Procédure devant la cour :
Par une requête et un mémoire, enregistrés le 30 octobre 2017 et le 7 juin 2019, la société Industrielle de Saint-Florent, représentée par Me Buisson-Fizelier de la société BFPL avocats, demande à la cour :
1°) d'ordonner avant-dire droit une expertise sur le fondement des dispositions des articles R. 621-1 à R. 621-14 du code de justice administrative ;
2°) d'annuler ce jugement du tribunal administratif de Nantes du 21 septembre 2017 ;
3°) d'annuler l'arrêté du préfet de Maine-et-Loire du 19 octobre 2015 ;
4°) de mettre à la charge de l'Etat la somme de 2 500 euros en application des dispositions de l'article L. 761-1 du code de justice administrative.
Elle soutient que :
il est indispensable, avant que la cour ne statue, qu'une expertise soit ordonnée pour qu'un avis soit rendu sur la pertinence de la mise en oeuvre d'un silencieux couplé avec un filtre électrostatique sur la tour de séchage de l'usine ;
eu égard aux difficultés inhérentes pour assurer l'exécution des prescriptions concernées, le délai prescrit par l'arrêté contesté pour procéder à la mise en conformité de son site est insuffisant ;
les mesures imposées ne sont ni techniquement justifiées, ni économiquement acceptables.

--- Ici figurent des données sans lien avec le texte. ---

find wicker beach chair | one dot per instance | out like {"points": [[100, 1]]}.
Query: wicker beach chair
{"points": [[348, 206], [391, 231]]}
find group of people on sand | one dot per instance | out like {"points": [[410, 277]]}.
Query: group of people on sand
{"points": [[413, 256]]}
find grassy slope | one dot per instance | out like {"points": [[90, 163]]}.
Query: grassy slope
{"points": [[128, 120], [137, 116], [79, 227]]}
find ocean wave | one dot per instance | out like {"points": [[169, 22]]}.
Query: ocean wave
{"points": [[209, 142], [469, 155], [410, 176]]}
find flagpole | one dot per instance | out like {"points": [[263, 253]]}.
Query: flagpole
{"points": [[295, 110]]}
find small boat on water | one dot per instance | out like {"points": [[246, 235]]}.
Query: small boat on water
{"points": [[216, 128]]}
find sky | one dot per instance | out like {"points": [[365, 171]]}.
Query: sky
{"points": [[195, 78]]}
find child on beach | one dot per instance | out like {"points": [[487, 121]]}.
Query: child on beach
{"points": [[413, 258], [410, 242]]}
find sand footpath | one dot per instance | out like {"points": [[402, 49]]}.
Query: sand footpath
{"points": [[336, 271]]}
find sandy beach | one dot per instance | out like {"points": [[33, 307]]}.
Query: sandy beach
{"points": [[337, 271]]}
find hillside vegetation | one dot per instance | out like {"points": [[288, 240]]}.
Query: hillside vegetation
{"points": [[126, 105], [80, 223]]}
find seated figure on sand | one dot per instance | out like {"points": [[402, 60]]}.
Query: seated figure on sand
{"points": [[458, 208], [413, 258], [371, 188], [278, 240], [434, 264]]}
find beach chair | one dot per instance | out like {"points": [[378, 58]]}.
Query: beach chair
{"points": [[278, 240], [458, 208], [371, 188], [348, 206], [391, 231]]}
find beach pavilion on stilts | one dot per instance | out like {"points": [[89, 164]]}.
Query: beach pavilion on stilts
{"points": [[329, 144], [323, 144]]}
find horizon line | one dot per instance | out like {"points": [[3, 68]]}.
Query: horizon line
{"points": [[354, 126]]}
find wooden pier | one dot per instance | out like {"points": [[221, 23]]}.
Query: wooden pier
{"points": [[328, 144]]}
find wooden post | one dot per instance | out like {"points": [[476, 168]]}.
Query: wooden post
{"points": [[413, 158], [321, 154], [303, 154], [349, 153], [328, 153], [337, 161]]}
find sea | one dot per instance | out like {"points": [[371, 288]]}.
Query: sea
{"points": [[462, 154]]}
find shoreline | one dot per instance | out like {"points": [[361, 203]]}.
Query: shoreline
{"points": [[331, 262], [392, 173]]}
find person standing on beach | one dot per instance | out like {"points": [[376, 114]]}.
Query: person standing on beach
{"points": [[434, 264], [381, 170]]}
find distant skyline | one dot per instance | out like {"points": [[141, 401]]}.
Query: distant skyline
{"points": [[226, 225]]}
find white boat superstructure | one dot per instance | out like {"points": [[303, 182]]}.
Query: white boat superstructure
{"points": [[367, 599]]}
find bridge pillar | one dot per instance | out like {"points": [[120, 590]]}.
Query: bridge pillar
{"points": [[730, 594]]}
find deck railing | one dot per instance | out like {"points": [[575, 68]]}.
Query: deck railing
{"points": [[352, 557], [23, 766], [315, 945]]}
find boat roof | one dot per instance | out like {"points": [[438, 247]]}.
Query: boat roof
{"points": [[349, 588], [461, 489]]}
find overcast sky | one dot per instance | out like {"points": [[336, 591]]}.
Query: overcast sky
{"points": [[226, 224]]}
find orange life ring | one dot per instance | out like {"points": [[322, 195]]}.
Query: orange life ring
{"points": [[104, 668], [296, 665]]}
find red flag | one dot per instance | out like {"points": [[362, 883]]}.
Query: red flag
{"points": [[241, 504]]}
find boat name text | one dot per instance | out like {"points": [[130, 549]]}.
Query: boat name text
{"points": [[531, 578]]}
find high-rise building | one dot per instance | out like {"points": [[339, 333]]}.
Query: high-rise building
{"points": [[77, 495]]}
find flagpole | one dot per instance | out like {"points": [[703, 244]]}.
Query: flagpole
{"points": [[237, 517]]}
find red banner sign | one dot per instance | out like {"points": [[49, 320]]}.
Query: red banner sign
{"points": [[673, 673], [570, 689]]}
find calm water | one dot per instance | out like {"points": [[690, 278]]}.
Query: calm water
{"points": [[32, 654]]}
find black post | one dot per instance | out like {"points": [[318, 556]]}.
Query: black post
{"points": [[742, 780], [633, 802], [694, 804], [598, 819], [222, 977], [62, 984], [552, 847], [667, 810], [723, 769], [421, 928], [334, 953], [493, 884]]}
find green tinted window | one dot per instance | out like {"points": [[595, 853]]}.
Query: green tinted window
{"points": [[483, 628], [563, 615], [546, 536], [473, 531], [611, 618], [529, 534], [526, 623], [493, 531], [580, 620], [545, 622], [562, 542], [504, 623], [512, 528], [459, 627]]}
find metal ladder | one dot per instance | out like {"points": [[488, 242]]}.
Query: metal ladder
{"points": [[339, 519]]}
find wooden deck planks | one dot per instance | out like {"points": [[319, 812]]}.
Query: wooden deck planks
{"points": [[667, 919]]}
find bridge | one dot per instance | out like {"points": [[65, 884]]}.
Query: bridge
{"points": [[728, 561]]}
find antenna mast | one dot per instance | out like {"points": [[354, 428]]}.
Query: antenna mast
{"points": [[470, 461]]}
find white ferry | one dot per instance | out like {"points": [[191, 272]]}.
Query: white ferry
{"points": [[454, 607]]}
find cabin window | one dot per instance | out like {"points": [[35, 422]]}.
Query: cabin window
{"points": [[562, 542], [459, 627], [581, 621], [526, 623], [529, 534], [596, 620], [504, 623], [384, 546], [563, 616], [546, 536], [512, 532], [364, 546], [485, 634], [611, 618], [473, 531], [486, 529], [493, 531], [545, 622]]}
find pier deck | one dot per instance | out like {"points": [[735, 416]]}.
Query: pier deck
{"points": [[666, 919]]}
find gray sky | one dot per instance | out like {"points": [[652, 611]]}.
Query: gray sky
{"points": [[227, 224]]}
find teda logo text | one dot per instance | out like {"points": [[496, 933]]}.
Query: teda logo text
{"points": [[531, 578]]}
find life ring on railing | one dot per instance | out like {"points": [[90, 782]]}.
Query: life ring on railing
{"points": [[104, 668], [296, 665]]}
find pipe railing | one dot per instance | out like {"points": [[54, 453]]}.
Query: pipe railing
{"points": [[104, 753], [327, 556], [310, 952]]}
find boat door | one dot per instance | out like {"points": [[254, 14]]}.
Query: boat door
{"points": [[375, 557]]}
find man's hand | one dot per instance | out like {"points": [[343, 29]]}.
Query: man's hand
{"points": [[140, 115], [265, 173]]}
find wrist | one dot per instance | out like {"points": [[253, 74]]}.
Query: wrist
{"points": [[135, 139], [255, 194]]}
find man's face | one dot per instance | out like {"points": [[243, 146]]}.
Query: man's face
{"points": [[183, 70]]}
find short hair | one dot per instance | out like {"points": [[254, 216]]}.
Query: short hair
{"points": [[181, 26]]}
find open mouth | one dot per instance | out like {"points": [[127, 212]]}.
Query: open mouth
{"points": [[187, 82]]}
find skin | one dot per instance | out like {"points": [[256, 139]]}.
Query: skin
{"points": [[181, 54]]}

Par un mémoire en défense enregistré le 17 mai 2019, le ministre de la transition écologique et solidaire conclut au rejet de la requête.
Il soutient, en s'en remettant notamment aux écritures du préfet de Maine-et-Loire produites en première instance, qu'aucun des moyens de la requête n'est fondé.
Vu les autres pièces du dossier.
Vu :
le code de l'environnement ;
le code de justice administrative.
Les parties ont été régulièrement averties du jour de l'audience.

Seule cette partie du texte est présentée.